Old Debates Are Old (Peak Income Tax)
Yesterday, most of us heard the Munk Debate between Paul Krugman and George Papandreou arguing for “higher taxes on the rich” with Newt Gingrich and Art Laffer arguing against. I was up between 4:30 and 6:00 AM (India time) excited to watch it, and did learn a thing or two. But it was ultimately hackneyed and political. Little in the debate transcended above what we might expect in a conversation between Bill Clinton and Ronald Reagan. This isn’t to say it was bad, but it tells us something about one of America’s most interesting questions.
The debate over income taxation is over. It’s boring, saturated, and predictable. And that’s because we’ve been hearing the same arguments since JFK. A lot of the big debate in economics is rich and novel today. Liquidity traps in the West, exotic monetary policies, and capital liberalization offers room to test theory unlike ever before.
The Munk Debate yesterday is not. And this isn’t just because I’ve kept my ear to the debate: this is stuff Americans hear on Fox or MSNBC every day. I don’t want to comment on points within the debate at all but on the question itself:
- What exactly does it mean to “tax the rich” ? It’s the kind of question we expect on primetime news, but between four statesman and scholars, the lack of specification fails to create valuable discussion. We’re talking within a bad paradigm of income, corporate, and capital taxes. No room for fresh discussion.
- In my head, I define taxing the rich as the percentage of revenues derived from some top n%. But this is also a fail definition, without more moderator guidance, because we expect the percentage of pretax income going to said n% to be increasing.
- I know Matt Yglesias, myself, and a few other proponents of a land value tax are sick of hearing whether people earning more than whatever the top bracket is (400k-ish?) should be taxed at 35% or 39%. Or whether revenue is maximized at 50% or 70% It’s stale.
- There was barely an ounce of discussion about getting rid of the corporate tax.
So this is the curse of four smart people discussing “taxing the rich” without a more engaged moderator. We revert to discussing within the paradigm of an income-dominated tax code, which regresses to the “Democrat vs. Republican” debate. Not because the debaters aren’t creative, but because this conversation is so molded into our sociopolitical memory.
I also think the academic debate on the subject of income taxes is nearing its peak. On the left we know that revenue-maximizing tax rates hover around 80%. On the right we know that taxes always cost jobs, and that every dollar raised in revenue is one step closer to communism.
Some debates are fantastic to hear on screen. Others are better over the blogosphere and other more careful media, wherein authors can carefully deliberate caveats and creative exceptions. Income tax is one such debate.

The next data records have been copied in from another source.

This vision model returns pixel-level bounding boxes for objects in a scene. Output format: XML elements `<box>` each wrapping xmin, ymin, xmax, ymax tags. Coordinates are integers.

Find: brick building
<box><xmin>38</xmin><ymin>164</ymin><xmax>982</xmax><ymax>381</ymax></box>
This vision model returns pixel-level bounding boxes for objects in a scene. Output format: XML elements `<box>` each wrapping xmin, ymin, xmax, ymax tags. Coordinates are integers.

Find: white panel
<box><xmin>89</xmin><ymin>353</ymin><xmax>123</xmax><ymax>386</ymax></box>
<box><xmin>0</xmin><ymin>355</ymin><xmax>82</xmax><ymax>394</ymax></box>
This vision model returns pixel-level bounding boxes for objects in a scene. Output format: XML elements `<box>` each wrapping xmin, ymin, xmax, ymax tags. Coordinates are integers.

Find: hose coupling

I agree, it’s hard to even know how to react to such debates that have already been heard too many times. I prefer to think of services potential as coordinated reciprocity – some of which could eventually replace government taxation for a lot of services that only get captured by special interests.
Well the biggest “service” to special interest are the many exemptions and loopholes carved into the tax code itself.
It would be interesting to incentivefy people to gain tax reduction based on their contribution for society. This sort of non traditional method may create overall value that increases the wealth or betterment of the local community and returns more than an income tax would. Example An earner that makes say $1,000,000+ and resides in the United States is taxed at 50% or $500,000. If they employee however 5 people at $40,000 in the state the live in then they have a reduction in their taxes of the salaries plus 5%. So instead of only maintain $500,000 thousand, they are able to maintain $550,000 plus have the service of 5 people who have incomes that would be taxed and they have revenue to spend increasing the areas wealth as consumers. The idea of flat tax based solely on income will not help as much as one that is valued on contribution to society.
This seems like it would be a very complex system, at first approximation. Also, the theory behind this is similar to the argument for lower top tax rates which incentivize job creation and investment (arguably). I think what you miss is that your income *is* – more or less – your contribution to society. There are many rents (especially at the top) and externalities, but in general I don’t think it’s a bad estimate.